Une caserne porte désormais le nom de Xavier Salou

Il y a quelques semaines, dans la ville de Lesneven, à une vingtaine de kilomètres au nord de Brest, une nouvelle brigade de gendarmerie a été inaugurée. Elle s'appelle désormais la caserne Major Xavier Salou. La cérémonie s'est tenue en présence du général d'armée Hubert Bonneau, directeur général de la gendarmerie nationale, et du préfet du Finistère.
Aucun média calédonien n'en a rendu compte. C'est une lacune. Parce que Xavier Salou, lui, est mort ici.
Le 46ème gendarme tombé sur le sol calédonien
Mai 2024. Les émeutes embrasent Nouméa. En quelques jours, la Nouvelle-Calédonie bascule dans une violence qu'elle n'avait pas connue depuis les années 1980. Deux gendarmes perdent la vie. Le premier, Nicolas Molinari, est abondamment médiatisé. Son nom circule dans les dépêches, les discours officiels, les hommages publics.
Le second, Xavier Salou, adjudant-chef, meurt dans la cour de la caserne Bailly à Nouméa. Dans des circonstances que les autorités ont choisi de ne pas détailler publiquement. On sait qu'elles furent atroces. On n'en a presque pas parlé.
Xavier Salou avait 46 ans. Il est le 46ème gendarme à tomber sur le sol calédonien depuis que la gendarmerie y est présente. Une coïncidence de chiffres qui glace.
Une stèle a été érigée en sa mémoire dans la caserne Bailly, là où il est mort. Un hommage discret, local, presque confidentiel.
Louis Le Franc, du Caillou au Finistère
Ce qui rend cette inauguration particulièrement chargée, c'est l'identité de celui qui a baptisé la caserne. Le préfet du Finistère qui a prononcé les discours et apposé le nom de Salou sur les murs de la brigade de Lesneven, c'est Louis Le Franc. L'ancien haut-commissaire de la République en Nouvelle-Calédonie. Celui qui était en poste à Nouméa pendant les émeutes de mai 2024. Celui qui a vécu, depuis le Haussariat, les nuits où Molinari et Salou sont morts.
Finistérien d'origine, comme Xavier Salou. Muté depuis dans ce même département. Et c'est lui qui, quelques mois plus tard, inaugure la caserne qui porte le nom du gendarme mort sous son autorité territoriale.
Il y a dans cette coïncidence quelque chose qui dépasse le protocole administratif.
Ce que ce silence dit de nous
Qu'une caserne soit baptisée au nom de Xavier Salou en Bretagne, c'est un acte de mémoire institutionnelle. Que la Calédonie, elle, n'ait pas jugé utile d'en parler ni les médias, ni les officiels dit quelque chose sur la façon dont ce territoire gère la mémoire de ses morts les plus discrets.

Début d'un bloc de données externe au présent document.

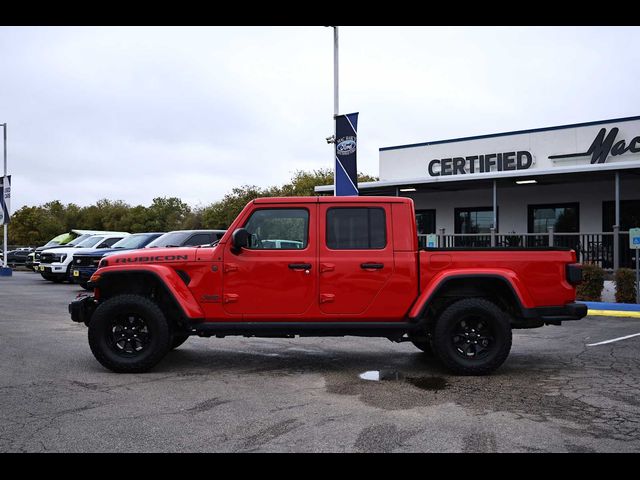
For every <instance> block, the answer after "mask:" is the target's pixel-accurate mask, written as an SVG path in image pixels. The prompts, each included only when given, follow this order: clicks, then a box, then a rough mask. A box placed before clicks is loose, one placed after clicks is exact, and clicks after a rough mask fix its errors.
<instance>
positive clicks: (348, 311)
mask: <svg viewBox="0 0 640 480" xmlns="http://www.w3.org/2000/svg"><path fill="white" fill-rule="evenodd" d="M575 261H576V255H575V252H574V251H572V250H570V249H560V248H539V249H522V248H492V249H487V248H483V249H466V248H427V249H419V248H418V236H417V233H416V223H415V215H414V207H413V201H412V200H411V199H408V198H397V197H291V198H260V199H256V200H253V201H251V202H249V203H248V204H247V206H246V207H245V208H244V209H243V210H242V212H241V213H240V215H238V217H237V218H236V219H235V220H234V221H233V223H232V224H231V226H230V227H229V230H228V231H227V233H226V234H225V235H224V236H223V237H222V238H221V239H220V240H219V241H218V242H217V243H214V244H212V245H210V246H202V247H193V248H167V249H157V250H155V251H153V252H147V251H144V250H137V251H136V250H134V251H127V252H124V253H122V254H117V255H112V256H109V257H108V258H106V259H103V260H102V261H101V263H100V268H99V269H98V270H97V271H96V272H95V273H94V275H93V276H92V277H91V280H90V286H92V287H93V288H94V294H93V296H88V297H85V298H80V299H77V300H75V301H74V302H72V303H71V304H70V305H69V312H70V313H71V318H72V319H73V320H74V321H76V322H84V323H85V324H86V325H87V326H88V327H89V328H88V330H89V345H90V347H91V351H92V352H93V354H94V356H95V357H96V359H97V360H98V361H99V362H100V363H101V364H102V365H103V366H105V367H106V368H108V369H111V370H113V371H115V372H143V371H146V370H149V369H150V368H152V367H153V366H154V365H156V364H157V363H158V362H159V361H160V360H161V359H162V358H163V357H164V356H165V355H166V354H167V352H168V351H169V350H171V349H172V348H176V347H177V346H178V345H180V344H182V343H183V342H184V341H185V340H186V339H187V338H188V337H189V336H190V335H198V336H201V337H210V336H216V337H225V336H227V335H243V336H247V337H252V336H255V337H285V338H292V337H294V336H296V335H299V336H345V335H356V336H371V337H386V338H388V339H390V340H392V341H395V342H402V341H410V342H412V343H413V344H414V345H415V346H416V347H417V348H419V349H421V350H423V351H425V352H427V353H429V354H434V355H435V356H436V357H437V358H438V359H439V360H440V361H441V362H442V363H443V364H444V365H445V366H446V367H448V368H449V369H450V370H452V371H453V372H454V373H457V374H463V375H483V374H487V373H490V372H492V371H494V370H495V369H496V368H498V367H499V366H500V365H501V364H502V363H503V362H504V361H505V359H506V358H507V356H508V354H509V351H510V349H511V330H512V329H514V328H533V327H541V326H543V325H548V324H553V325H560V323H561V322H562V321H564V320H577V319H580V318H582V317H584V316H585V315H586V313H587V307H586V306H585V305H583V304H578V303H575V293H576V291H575V285H576V284H578V283H579V282H580V281H581V278H582V269H581V266H580V265H579V264H576V263H575Z"/></svg>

Nicolas Molinari a eu ses hommages, ses articles, sa place dans la mémoire collective des émeutes. Xavier Salou a eu une stèle dans une cour de caserne et le silence des autorités sur les circonstances de sa mort.
Aujourd'hui, c'est une brigade de gendarmerie bretonne qui lui rend la dignité qu'il méritait. À 20 000 kilomètres d'ici.
Xavier Salou, major de gendarmerie, né en 1978, mort en mai 2024 à Nouméa. 46ème gendarme tombé en Nouvelle-Calédonie.